Essa questão está estritamente relacionada com os discursos sobre a formação do professor. Para a sociedade atual, um professor bem formado é aquele que utiliza com propriedade diversas tecnologias no ensino. O professor é visto como um profissional que precisa se reinventar frente à inovação imposta no ensino. Os professores que optam por não utilizar as TICs em suas aulas são visto muitas vezes como despreparados, mal formados, ou que, até mesmo, não se atualizam. É claro que existe sim uma parcela de profissionais que não utilizam tais ferramentas por não as conhecerem, e principalmente por não haver recursos para que eles as utilizem de forma produtiva. A tecnologia, quando aplicada eficientemente em sala de aula, é apenas uma ferramenta que pode auxiliar o trabalho do professor, pois ela deve estar a favor dele. Entretanto, este excesso de discurso em prol de novas ferramentas tecnológicas no ensino promove uma inversão de papéis no qual a tecnologia se torna agente e o professor paciente.

A metodologia de pesquisa

Os discursos sobre o uso das TICs na educação são heterogêneos, principalmente quando este assunto é discutido em sites de reportagens online. A depender do público-alvo e do objetivo escolhido pelo autor, as reportagens oscilam entre as que valorizam e as que desvalorizam o professor ao representa-lo nas notícias. Para promover uma pesquisa exploratória, procuramos estabelecer como critério de pesquisa reportagens que abordassem o uso das TICs em sala de aula e que também abordassem o papel do professor neste processo. Nossa pesquisa se iniciou em sala de aula e a maioria dos sites analisados foi encontrada através do blog Políticas educacionais na imprensa brasileira do professor Armando Arosa (UFRJ). Para observar a diferença entre as reportagens, fizemos um recorte temporal entre o ano de 2012 e o ano de 2016. Decidimos pesquisar reportagens relacionados ao tópico educação e tecnologia entre estes anos para comparar a progressão entre reportagens de um mesmo site e de sites diferentes. Fizemos uma tabela para as reportagens encontradas e as organizamos por: ano, título, autor, fonte, destaque (trechos do que mais nos chamou atenção para a pesquisa) e aspecto (se apresenta um papel positivo ou negativo do professor). Ao organizarmos as informações escolhemos algumas matérias para destacar neste trabalho. Nossa pesquisa tem como objetivo identificar quais elementos a imprensa utiliza para promover a representação do professor relacionada ao uso de novas tecnologias no ensino e o que ela afirma como verdadeiro sobre o papel do professor nesta relação. Tanto os endereços dos sites selecionados para nosso recorte de análise quanto o blog de pesquisa estarão disponíveis em anexo, porém somente sete matérias serão analisadas no presente trabalho, pois estas refletem aspectos mais explícitos que colaboram para o objetivo de nossa pesquisa.
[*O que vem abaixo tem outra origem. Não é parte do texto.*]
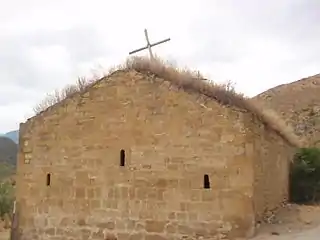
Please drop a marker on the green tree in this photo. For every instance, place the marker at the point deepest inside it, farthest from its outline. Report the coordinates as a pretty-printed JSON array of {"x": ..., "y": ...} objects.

A imprensa e a representação do papel do professor no uso das TICs

Após determinar nosso objetivo de análise e critérios de pesquisa, encontramos vinte e uma reportagens que apareceram entre os anos de 2012 e 2016. Ao analisar essas reportagens, observamos que, apesar de todas colaborarem para a análise, sete delas apresentam maior explicitação de diferentes aspectos relacionados à representação do papel do professor quanto ao uso das TICs. Seguindo na análise, percebemos que as reportagens se dividem entre as que apresentam o professor de forma positiva e as que o apresentam de forma negativa. As que o apresentam de forma positiva abordam um equilíbrio no uso das TICs na educação. Elas apresentam a figura do professor como mediador no ensino e mostram que as tecnologias são ferramentas subordinadas a ele, as quais podem o auxiliar no seu trabalho. Por outro lado, as que o apresentam de forma negativa supervalorizam o uso de novas tecnologias no ensino, desqualificam o professor e seu papel, ou, até mesmo, nem abordam o papel do professor neste processo.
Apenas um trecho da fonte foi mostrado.